Добавить в цитаты Настройки чтения

Страница 11 из 15

– Наташ, достань водку из холодильника, – попросил Костя.

Я уже протянула руку к дверце, но вдруг замерла.

– А если отравлена?

Костя поднял на меня глаза.

– Где стоят полные бутылки? В баре в гостиной?

– Вроде да.

Я вышла в коридор, поймала пробегавшего мимо полицейского, изложила проблему.

– Сейчас принесу, – сказал он.

Вернулись они с Виталием Ивановичем, который принес пузатую бутылку коньяка, сам распечатал, сам сделал пробный глоток, потом налил Косте. За спиной Виталия Ивановича маячил еще один мужик в штатском, как оказалось – из Следственного комитета.

– Наташ, огурцы какие-нибудь или… Поищи чего-нибудь. Ну, не могла же она все отравить?

– Как знать? – задумчиво произнес Виталий Иванович, хотя склонялся к мысли, что еда и питье в доме, скорее всего, не отравлены. Хотя бы потому, что на это у Лильки не было времени. Похоже, она съезжала очень поспешно.

Но, значит, у нее заранее было припасено взрывное устройство? Она держала его в квартире? Разве нормальный человек будет держать в квартире взрывное устройство «про запас»? Она не исключала, что придется быстро сбегать? Зачем ей вообще был нужен Костя?!

– Константин Алексеевич, ваша сожительница занималась перепланировкой квартиры? – спросил председатель суда.

Костя оторвался от бутылки коньяка и посмотрел на него.

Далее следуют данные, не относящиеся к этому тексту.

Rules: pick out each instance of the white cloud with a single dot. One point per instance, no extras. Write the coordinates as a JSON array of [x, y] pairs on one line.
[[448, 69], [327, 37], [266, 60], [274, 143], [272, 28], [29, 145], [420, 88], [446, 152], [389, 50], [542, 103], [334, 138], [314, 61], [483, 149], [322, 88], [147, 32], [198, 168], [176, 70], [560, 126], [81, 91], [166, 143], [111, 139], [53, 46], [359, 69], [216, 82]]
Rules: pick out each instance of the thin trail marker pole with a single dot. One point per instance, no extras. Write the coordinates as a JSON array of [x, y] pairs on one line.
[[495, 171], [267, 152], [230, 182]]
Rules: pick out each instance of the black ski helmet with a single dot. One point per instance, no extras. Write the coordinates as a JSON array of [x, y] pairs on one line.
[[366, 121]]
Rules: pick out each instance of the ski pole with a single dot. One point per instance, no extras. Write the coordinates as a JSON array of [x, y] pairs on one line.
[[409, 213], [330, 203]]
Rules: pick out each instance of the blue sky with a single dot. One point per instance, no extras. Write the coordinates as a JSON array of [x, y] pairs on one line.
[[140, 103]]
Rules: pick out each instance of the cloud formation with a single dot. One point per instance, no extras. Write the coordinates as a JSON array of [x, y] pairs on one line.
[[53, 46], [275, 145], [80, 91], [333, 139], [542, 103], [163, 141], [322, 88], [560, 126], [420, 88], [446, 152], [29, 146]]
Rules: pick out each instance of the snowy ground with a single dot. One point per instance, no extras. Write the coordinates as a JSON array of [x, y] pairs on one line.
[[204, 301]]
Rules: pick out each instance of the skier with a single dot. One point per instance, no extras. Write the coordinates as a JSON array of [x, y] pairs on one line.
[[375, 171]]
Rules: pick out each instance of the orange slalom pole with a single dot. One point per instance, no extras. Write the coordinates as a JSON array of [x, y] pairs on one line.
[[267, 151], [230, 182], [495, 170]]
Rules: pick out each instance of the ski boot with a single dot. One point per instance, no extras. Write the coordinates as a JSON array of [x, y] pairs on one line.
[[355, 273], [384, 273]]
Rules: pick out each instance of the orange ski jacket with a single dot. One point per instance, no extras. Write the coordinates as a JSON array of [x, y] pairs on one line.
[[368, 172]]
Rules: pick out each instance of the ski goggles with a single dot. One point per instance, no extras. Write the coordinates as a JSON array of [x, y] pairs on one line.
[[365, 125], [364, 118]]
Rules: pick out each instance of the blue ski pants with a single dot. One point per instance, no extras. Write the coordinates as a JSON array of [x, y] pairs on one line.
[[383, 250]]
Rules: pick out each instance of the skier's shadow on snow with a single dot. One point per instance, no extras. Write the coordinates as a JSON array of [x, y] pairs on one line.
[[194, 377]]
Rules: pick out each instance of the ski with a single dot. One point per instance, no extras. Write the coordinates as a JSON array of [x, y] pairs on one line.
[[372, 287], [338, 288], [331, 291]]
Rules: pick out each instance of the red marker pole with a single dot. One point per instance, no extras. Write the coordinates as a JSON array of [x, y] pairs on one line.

– Что-то она говорила про перепланировку, – кивнул Костя. – Я не вникал. Мне было все равно. Но чего-то она тут с рулеткой бегала, измеряла… – Она начала перепланировку при вас?

– В смысле?

– Разбирала стены…

Костя покачал головой, потом вскинул голову.





– А стены разобраны?

– То есть перед тем, как вы уехали на гастроли, никакие ремонтные работы в квартире не проводились? – уточнил мужчина из Следственного комитета.

Костя опять покачал головой.

– При вас ваша сожительница привозила в квартиру какие-то материалы, инструменты…

– Не знаю, – сказал Костя. – Если по мелочи. Никаких мешков со строительными смесями, никаких рулонов обоев я не видел. То есть знаете, как бывает, когда к большому ремонту готовятся? Нет, такого не было.

– А ты бы обратил внимание? – спросила я.

– Ну, если бы куча мешков лежала – обратил бы. Хотя если в кладовке… Но там, где я хожу… Нет, ничего не было. А что она сделала-то?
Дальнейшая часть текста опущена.